Another example, what if an amount of transmitted data is a concern for a channel? Base64, as it was shown, increases the data by 33% no matter what is transmitted, always. For instance, Base94 increases output by only 22%.

It might seem that Base94 is not the limit. If the first 32 ASCII codes are control characters and there are 256 codes in total, what stops one from using an alphabet of 256 - 32 = 224 symbols? There is a reason. Not all of 224 ASCII codes have printable characters. In general, only 7 bits (0..127) are standardized and the rest (128..255) is used for the variety of locales, e.g. Koi8-R, Windows-1251, etc. That means, only 128 - 32 = 96 are available in the standardized range. In addition, the ASCII code 32 is the space character and 127 doesn't have a visible character either. Hence, 96 - 2 gives us that 94 printable characters which have the same association with their codes on all possible machines.

## Solution

This solution is pretty simple but this simplicity also puts a significant computational constraint. The whole input file can be treated as one big number with a radix (base) 256. It might easily be areally big number required thousands of bits. Then, we just need to convert this big number to a different base. That's it. And Python3 makes it even simpler! Usually, conversions between different bases are done via an intermediate Base10. The good news is that Python3 has built-in support for big numbers calculations (it is integrated with Int), and the Int class has a method that reads any number of bytes and automatically represents them in a big Base10 number with a desired endian.
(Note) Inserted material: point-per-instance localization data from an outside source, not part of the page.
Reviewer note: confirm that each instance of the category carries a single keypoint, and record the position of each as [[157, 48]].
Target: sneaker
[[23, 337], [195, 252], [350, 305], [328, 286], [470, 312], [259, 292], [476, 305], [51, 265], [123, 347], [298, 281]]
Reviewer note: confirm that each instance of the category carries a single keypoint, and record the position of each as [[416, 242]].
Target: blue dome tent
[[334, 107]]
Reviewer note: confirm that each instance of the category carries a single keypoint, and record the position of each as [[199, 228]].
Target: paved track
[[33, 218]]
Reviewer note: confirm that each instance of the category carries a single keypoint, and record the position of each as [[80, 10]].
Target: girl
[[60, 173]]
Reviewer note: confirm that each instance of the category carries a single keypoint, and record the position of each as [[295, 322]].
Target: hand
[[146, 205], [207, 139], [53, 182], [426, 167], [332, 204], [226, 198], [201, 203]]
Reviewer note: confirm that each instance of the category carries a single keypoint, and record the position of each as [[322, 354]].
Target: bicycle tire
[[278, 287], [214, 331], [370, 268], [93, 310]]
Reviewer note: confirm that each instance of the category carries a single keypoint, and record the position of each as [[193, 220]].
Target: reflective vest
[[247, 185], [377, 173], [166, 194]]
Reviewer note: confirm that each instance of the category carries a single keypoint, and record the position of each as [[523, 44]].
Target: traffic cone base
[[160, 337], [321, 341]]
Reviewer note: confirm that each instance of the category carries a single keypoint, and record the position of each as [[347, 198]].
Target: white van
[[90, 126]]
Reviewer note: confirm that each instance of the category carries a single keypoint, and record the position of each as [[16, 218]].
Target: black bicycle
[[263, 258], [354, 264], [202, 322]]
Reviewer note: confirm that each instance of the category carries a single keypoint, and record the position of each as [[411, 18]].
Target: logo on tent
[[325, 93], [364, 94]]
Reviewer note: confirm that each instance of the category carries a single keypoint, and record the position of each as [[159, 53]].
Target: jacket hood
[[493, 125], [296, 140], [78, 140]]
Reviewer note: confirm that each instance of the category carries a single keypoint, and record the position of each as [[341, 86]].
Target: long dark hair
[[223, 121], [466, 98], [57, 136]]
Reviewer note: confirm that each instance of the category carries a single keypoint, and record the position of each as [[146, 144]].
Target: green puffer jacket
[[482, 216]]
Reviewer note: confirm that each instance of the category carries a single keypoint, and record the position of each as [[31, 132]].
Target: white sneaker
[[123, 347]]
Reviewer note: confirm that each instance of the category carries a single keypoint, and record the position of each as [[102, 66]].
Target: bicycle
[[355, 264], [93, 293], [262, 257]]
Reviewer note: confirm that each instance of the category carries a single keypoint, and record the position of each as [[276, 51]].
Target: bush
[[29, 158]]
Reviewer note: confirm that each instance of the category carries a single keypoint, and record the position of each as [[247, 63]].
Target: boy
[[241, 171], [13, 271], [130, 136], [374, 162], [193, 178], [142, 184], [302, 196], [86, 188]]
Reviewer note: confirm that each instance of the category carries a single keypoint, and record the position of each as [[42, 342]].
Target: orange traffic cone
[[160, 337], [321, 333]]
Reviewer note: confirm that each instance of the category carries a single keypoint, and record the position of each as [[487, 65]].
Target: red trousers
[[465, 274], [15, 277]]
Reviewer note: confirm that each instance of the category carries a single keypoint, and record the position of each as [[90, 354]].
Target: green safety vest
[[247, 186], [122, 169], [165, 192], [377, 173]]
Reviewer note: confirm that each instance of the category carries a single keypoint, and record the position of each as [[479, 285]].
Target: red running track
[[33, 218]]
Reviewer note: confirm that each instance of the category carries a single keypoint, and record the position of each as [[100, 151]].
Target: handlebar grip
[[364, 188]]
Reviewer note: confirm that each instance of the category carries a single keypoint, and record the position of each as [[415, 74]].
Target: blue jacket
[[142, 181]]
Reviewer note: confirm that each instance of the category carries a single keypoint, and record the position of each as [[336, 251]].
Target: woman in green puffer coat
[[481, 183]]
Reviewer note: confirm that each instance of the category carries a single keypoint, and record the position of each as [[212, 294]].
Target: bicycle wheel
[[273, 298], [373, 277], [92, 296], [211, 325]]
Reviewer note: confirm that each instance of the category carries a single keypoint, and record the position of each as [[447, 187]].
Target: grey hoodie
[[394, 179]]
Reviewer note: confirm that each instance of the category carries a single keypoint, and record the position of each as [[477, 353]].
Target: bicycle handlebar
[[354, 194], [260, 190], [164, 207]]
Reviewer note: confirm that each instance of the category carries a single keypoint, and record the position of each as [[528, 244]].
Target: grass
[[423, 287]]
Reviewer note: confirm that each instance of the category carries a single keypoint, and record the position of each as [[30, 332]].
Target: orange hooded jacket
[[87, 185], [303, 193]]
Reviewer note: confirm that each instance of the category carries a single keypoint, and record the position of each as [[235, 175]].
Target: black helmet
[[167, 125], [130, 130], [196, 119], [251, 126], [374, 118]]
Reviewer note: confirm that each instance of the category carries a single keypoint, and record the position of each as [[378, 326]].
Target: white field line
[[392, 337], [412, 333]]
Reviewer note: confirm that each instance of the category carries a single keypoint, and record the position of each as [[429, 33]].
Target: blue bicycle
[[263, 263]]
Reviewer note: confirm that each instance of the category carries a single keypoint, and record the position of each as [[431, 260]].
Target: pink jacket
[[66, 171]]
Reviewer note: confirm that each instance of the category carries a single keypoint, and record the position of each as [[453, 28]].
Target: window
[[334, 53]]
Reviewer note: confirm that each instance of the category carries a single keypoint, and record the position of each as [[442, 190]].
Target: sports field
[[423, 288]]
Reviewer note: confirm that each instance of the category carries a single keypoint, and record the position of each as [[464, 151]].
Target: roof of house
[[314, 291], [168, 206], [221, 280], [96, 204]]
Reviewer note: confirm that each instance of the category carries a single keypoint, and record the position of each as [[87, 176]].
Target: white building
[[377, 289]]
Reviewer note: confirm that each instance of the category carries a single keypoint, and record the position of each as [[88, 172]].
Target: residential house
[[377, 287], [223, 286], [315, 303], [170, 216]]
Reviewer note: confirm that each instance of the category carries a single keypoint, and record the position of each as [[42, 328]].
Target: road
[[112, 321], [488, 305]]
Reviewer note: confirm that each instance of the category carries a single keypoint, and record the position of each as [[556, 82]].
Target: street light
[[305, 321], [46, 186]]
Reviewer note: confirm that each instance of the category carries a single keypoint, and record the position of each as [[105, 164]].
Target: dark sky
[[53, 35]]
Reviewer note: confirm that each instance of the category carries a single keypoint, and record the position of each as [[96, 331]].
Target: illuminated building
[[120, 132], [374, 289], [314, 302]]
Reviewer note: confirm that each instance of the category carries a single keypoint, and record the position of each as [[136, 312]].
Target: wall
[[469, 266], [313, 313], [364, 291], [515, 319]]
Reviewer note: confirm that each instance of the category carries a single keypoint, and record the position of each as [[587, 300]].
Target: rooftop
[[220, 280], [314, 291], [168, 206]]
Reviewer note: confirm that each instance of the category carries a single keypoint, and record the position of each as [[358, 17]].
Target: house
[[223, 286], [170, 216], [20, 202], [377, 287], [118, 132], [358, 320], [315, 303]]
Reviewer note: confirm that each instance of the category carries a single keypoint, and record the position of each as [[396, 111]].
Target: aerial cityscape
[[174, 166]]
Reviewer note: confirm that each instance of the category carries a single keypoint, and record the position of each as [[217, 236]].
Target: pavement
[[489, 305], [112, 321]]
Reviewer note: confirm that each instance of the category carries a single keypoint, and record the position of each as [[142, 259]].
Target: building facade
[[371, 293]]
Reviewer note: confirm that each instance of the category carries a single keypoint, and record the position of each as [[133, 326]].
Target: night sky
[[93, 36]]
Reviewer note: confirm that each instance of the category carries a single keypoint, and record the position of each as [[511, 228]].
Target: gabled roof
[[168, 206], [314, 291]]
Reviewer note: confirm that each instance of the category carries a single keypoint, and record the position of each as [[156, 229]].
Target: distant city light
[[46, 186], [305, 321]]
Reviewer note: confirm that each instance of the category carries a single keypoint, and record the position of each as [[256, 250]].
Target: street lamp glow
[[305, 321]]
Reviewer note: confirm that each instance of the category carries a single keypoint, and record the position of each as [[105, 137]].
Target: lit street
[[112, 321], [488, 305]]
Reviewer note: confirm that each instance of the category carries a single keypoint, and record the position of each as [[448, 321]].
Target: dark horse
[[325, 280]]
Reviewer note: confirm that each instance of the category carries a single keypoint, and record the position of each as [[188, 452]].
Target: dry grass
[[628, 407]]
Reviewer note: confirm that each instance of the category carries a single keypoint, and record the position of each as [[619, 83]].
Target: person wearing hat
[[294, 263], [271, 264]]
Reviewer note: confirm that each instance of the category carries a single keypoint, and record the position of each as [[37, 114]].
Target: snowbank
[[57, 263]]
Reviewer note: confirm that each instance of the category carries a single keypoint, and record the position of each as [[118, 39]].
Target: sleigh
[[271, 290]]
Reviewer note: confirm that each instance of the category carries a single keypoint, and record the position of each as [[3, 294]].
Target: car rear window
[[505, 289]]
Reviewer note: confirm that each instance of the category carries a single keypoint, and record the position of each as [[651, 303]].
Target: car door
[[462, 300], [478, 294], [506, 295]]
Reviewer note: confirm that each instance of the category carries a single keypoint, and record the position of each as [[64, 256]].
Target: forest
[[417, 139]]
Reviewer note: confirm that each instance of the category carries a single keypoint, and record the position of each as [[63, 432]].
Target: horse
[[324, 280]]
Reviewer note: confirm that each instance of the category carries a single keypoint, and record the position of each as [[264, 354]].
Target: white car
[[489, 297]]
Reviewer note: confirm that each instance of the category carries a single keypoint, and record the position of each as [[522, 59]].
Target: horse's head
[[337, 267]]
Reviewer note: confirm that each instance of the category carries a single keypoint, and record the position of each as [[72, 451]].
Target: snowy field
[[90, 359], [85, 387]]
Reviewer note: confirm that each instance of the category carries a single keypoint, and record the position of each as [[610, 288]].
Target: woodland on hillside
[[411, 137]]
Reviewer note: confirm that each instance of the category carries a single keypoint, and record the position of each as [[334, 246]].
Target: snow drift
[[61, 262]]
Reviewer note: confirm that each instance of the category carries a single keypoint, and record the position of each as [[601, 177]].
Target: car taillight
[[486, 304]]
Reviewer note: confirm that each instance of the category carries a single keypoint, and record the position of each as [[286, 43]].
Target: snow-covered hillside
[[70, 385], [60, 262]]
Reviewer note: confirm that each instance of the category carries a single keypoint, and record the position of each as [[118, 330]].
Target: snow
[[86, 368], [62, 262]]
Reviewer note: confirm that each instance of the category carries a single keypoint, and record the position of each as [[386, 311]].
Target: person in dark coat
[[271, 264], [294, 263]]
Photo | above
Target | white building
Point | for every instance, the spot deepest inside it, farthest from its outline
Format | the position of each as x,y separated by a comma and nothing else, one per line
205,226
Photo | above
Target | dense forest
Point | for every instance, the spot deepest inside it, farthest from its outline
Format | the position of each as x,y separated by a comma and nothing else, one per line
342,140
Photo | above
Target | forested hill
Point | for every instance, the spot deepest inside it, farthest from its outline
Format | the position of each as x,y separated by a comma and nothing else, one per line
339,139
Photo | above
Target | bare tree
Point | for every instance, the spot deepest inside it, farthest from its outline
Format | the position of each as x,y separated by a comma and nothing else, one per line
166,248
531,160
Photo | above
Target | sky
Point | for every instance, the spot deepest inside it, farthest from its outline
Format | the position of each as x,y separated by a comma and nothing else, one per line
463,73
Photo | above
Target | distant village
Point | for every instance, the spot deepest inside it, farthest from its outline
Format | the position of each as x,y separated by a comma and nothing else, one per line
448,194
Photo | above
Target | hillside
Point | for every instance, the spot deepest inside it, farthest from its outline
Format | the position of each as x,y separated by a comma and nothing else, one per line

So, all these complications are able to be implemented in just two lines of code, which is pretty amazing!

```
with open('inpit_file', 'rb') as f:
in_data = int.from_bytes(f.read(), 'big')
```

where in_data is our big number with Base10. These are just two lines but this is the point where most computation happens and the most time is consumed. So now, convert it to any other base as it's usually done with normal small decimal numbers.